Remington Park has made it known if any horse who raced at Remington and ends up being slaughtered it will result in the trainer being denied stalls and thus not allowed to race there. This is on top of the industry creating the Thoroughbred Aftercare Alliance.
For all the talk the standardbred industry makes regarding unwanted race horses, the standardbred industry fails miserably. True, Freehold Raceway, being part of Penn National, has a potential ban in place due to management's implementing bans at its thoroughbred tracks. After a story broke that Monticello had kill buyer on the grounds on qualifying days, Monticello banned kill buyers from the backstretch but sources have suggested kill buyers have managed to get horses despite those efforts. Other than these two tracks, it seems standardbred industry has turned its gaze away from this or has tacitly accepted the need of kill buyers (oops, horse buyers) to move out those who can no longer race and make room for new horses.
This is a stand the general public rejects. The race tracks need to make it clear, disposing of horses by selling or giving them to kill buyers is not acceptable and will get you run out of the business. As Remington Park has allocated $30,000 a year to have people at horse sales checking tattoo numbers of horses ending up at auctions feeding the slaughterhouses, tracks need to get together and hire people to check tattoos of standardbreds and when one shows up at the auction, follow the chain of custody to see who sent these horses to slaughter. Tracks need to ban these horse dealers from the backstretches on qualifying days. Racing commissions must make rules requiring horse dealers to be licensed and not license those who supply the meat market and follow it up with a rule requiring the only horse dealers allowed at training facilities are licensed ones.

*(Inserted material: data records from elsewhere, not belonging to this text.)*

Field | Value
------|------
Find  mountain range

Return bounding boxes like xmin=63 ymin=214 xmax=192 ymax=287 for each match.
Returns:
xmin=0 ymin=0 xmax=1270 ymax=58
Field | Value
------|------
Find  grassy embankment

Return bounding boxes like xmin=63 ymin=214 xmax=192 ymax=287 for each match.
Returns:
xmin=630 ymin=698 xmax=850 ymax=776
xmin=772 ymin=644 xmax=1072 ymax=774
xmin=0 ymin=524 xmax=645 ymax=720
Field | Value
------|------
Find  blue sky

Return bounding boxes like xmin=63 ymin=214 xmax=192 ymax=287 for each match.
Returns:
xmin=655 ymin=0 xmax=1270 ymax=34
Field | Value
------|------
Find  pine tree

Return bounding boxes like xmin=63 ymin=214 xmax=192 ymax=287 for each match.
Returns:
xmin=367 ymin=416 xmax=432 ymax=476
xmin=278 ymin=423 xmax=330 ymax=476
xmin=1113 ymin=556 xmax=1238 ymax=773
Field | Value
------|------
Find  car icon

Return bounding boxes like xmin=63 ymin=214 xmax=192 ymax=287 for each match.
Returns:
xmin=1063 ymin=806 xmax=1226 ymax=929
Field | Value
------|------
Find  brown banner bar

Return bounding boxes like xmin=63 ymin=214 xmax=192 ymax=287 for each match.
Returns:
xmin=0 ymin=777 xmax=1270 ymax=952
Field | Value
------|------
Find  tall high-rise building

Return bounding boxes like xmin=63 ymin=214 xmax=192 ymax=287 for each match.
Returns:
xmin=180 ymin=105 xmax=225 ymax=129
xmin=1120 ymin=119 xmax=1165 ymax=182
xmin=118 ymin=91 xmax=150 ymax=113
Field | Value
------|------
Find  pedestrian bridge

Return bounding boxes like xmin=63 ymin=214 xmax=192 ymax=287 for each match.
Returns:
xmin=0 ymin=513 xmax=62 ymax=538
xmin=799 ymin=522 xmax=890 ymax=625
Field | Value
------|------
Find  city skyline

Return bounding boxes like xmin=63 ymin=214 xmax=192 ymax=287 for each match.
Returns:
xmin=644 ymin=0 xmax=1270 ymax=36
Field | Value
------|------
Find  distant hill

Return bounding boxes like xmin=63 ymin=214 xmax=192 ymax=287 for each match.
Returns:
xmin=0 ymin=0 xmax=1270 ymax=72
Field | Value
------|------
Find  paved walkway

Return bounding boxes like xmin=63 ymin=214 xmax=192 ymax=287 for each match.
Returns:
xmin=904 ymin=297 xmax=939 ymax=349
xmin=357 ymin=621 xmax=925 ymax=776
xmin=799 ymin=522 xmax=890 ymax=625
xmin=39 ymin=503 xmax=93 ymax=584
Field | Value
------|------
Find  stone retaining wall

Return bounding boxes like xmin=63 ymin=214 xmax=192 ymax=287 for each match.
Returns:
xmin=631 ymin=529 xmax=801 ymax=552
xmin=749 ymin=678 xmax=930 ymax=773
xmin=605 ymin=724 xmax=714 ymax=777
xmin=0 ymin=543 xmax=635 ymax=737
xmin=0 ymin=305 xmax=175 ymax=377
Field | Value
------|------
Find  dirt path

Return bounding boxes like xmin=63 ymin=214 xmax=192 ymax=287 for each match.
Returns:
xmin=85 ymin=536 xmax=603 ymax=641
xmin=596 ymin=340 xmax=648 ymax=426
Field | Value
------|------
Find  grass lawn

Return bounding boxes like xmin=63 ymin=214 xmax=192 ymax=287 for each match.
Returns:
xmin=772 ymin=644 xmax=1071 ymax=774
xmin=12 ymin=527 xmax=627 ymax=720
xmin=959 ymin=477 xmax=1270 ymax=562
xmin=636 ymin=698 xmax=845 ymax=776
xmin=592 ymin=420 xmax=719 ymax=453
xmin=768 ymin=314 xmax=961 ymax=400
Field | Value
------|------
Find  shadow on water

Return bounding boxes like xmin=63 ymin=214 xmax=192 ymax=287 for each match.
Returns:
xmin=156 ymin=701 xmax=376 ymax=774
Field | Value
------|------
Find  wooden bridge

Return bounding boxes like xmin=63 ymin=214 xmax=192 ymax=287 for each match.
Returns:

Will this solve the entire problem? One would have to be naive to say so but you don't need to make it easy to feed the slaughter pipeline or look the other way with a wink. The American public demands it, and they will be the ones attacking purse supplements as well as favoring decoupling in order to put 'cruel' industries out of business.
Speaking of decoupling, the Paulick Report has another story on decoupling and the impact it may be having in Florida. With the exception of Gulfstream Park, all racing facilities, including Isle of Capri are openly calling for decoupling calling the licenses which allowed them to open poker rooms or slot parlors a burden.
1 comment:
That's a nice action by Remington Park, but what happens when the owner sends the horse to slaughter and the trainer has nothing to do with it? I'm not sure their program deals with that. Hopefully, owners will face similar consequences. Or what happens when someone down the sales chain sells the horse for slaughter? Sometimes the devil is in the details.
I'm not sure that all racing commissions have jurisdiction to regulate off-track horse sales. That might depend on how their establishing law was written, with most laws written to protect bettors.